Because as far as I know, there is only one Dutch book distributor left. There's no other way to get books written in Dutch. If they'd not sign the contract and take this to court first, then they'd not have any books to sell. Therefore I think the vendors are doing it the other way around: signing the contract and then see if they can get at least that clause invalidated.

Quote:
If it was me, I would be looking at legal options and if possible suing the publisher that has this clause for trying to breach the customers trust or something along these lines, and I would have to be selling a heck of a lot of books annually from this publisher to even consider dealing with them again.

Helen
This 3rd party forcing the contract onto vendors is not a publisher. It's a distributor. This party distributes (almost) ALL books written in Dutch, published by ALL publishers, and in all probability, they also take care of the watermarking. (They could also be forcing publishers to put the watermarks into the book, obviously.)

Please note:

On the blog, this is stated: "We work with a 3rd party to deliver the e-books to our consumers."

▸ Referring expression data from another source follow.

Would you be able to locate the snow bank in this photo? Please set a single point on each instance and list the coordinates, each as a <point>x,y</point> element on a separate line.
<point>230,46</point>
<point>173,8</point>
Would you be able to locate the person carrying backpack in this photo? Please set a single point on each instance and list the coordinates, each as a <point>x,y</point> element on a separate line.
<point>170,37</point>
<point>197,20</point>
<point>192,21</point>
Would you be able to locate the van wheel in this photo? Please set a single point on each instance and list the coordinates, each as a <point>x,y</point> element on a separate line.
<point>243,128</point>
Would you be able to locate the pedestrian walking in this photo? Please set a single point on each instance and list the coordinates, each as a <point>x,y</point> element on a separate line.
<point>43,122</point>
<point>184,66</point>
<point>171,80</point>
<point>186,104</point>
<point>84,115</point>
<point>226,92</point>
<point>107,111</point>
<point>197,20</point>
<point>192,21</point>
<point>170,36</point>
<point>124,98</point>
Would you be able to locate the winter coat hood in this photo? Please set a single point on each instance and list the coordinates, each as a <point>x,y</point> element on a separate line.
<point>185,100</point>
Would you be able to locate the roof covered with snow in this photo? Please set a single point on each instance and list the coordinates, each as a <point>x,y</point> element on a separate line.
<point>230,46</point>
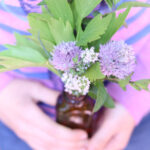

Normally a large online store has "JIT ordering" (Just In Time ordering). They ALWAYS have books in stock, because when you order one, they forward the order to the distributor, and the paper book is sent to you directly by the distributor. With regard to ebooks, this would even be easier of course; the download could come from the distributor's servers, independent from the company where you bought the book.

As far as I know, the only two distributors doing JIT ordering for ALL stores in the Netherlands were Libridis and Centraal Boekhuis, and the first one is defunct now.

Therefore, in my posts I am assuming that this mentioned 3rd party is Centraal Boekhuis, but I do not know this for sure. It is, however, the only party that I can think of that would be powerful enough to force all vendors into a contract they would normally not be willing accept. (No acceptance = no books.)

(BTW: The same is true for Flanders / Vlaanderen: they get their Dutch books at the same source(s) as the Dutch stores.)

Last edited by Katsunami; 08-15-2013 at 10:50 AM.